Acusado de tentar subornar um juiz e de tráfico de influência, o ex-presidente da França Nicolas Sarkozy foi condenado a três anos de cadeia por corrupção pelo 1.º Tribunal Criminal de Paris e cumprirá pena em prisão domiciliar. Sarkozy tentou obter, de forma ilegal, informações de um magistrado sobre uma ação legal em que era investigado, em 2014. Foi assim que comecei comentário em vídeo que postei no sábado 6 de março no Blog do Nêumanne no portal do Estadão. O juiz abordado, Gilbert Azibert, terminou não conseguindo um empregão em Mônaco.
A sentença destacou que Sarkozy usou seu status de ex-presidente para oferecer a Azibert, principal magistrado de Apelações da França, um ótimo emprego em Mônaco em troca de informações confidenciais sobre a tal investigação. O ex-presidente foi investigado por supostos pagamentos ilegais para sua campanha presidencial, em 2007, da herdeira da grife L’Oréal, Liliane Bettencourt. Com rigor a França tratou o assunto de vincular ou tentar vincular promoções a julgamentos. Ou seja, foi considerado que é corrupção oferecer promoção. Não havia dinheiro em jogo, lembrei no vídeo, que pode ser acessado no blog. E afirmei que a França combateu a perspectiva de mercados persas de nomeações e promoções no Judiciário, método useiro e vezeiro no Brasil. Os tribunais superiores por aqui nada têm que ver com os franceses. Vive la France!
O jornal O Globo tratou do assunto em editorial na segunda-feira 8, chamando a atenção para o fato de que a decisão ainda depende de sentenças emanadas de instâncias superiores e são notórias as dificuldades que o debate levantou naquele país europeu. E concluiu no último parágrafo: “Sempre haverá pressão política para melar investigações. É essencial resistir. Como resumiu o prefeito de Grenoble, Éric Piolle: ‘É preciso que as penas sejam executadas. A não execução das penas é a impunidade’. Vale para a França, vale para o Brasil.” Ou pelo menos deveria valer.
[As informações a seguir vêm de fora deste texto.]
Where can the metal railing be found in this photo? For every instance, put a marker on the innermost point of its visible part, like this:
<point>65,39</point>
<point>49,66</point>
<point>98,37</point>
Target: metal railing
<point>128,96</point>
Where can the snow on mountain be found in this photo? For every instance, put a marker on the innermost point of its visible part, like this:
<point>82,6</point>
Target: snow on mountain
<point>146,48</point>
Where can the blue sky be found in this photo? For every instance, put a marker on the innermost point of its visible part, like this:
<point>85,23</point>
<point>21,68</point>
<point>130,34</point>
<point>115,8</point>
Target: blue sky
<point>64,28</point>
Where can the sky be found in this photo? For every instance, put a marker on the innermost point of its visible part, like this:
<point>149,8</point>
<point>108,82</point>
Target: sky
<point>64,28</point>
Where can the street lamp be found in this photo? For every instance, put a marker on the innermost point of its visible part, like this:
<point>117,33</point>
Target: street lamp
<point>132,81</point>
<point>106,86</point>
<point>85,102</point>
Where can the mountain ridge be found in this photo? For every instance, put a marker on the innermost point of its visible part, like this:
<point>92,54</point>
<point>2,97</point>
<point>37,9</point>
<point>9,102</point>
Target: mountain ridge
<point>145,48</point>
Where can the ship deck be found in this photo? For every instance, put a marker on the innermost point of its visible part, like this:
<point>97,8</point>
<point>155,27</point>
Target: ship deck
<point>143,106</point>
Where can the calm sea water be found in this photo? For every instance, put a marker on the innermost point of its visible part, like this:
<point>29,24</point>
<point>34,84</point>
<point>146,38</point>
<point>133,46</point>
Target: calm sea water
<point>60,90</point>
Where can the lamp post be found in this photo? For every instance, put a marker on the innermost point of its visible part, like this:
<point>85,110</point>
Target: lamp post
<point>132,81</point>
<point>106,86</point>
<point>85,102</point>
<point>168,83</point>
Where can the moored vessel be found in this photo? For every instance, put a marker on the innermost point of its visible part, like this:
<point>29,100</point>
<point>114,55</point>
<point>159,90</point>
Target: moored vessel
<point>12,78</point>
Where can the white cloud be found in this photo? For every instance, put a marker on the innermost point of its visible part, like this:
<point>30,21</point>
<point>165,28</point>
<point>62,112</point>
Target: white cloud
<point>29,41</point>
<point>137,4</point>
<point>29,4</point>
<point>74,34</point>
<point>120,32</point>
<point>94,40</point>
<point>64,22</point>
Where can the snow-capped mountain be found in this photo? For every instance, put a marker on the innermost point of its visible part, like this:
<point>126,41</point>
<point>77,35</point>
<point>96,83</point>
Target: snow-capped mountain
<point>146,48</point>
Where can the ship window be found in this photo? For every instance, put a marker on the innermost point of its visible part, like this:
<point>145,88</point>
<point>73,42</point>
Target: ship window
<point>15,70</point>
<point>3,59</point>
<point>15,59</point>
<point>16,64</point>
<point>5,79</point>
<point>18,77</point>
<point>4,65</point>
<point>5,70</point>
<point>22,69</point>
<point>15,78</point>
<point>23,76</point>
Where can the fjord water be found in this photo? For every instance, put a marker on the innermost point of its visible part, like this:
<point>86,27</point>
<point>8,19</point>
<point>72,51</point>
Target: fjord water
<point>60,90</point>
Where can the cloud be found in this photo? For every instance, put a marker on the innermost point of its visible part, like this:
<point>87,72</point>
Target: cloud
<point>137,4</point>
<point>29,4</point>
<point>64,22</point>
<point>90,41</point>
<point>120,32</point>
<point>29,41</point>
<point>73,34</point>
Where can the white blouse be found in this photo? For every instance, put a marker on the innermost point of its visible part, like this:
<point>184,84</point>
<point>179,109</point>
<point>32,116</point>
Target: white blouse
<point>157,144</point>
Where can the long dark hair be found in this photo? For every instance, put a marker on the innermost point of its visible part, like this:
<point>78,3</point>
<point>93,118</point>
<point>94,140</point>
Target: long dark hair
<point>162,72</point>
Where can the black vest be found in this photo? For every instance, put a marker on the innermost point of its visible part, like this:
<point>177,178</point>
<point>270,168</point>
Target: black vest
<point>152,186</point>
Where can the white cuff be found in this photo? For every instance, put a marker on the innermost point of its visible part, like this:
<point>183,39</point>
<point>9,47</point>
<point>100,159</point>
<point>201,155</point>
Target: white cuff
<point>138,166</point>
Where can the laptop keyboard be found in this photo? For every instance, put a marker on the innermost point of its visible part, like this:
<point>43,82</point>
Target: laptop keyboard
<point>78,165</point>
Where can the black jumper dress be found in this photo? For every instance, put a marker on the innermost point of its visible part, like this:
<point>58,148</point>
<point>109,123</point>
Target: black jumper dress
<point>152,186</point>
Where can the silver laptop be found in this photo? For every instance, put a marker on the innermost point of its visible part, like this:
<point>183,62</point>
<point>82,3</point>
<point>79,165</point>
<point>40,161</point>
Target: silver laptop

Desde 2014 a impunidade tem sofrido vários revezes neste país graças à Operação Lava Jato de Curitiba e a alguns juízes como Sergio Moro, Marcelo Bretas e Walisney de Oliveira. O novo procurador-geral da República, Augusto Aras, seguindo orientação do chefe, que o nomeou passando por cima da tradição de indicar alguém da lista tríplice votada pelos procuradores, já deu por finda a exceção. Como lamentou o desembargador Fausto de Sanctis, do Tribunal de Justiça de São Paulo, que, na primeira instância, condenou os réus da Operação Castelo de Areia, mas estes seriam absolvidos por uma chicana: a denúncia original baseou-se em informação anônima e isso anulou todas as provas obtidas por agentes e procuradores federais no Superior Tribunal de Justiça (STJ).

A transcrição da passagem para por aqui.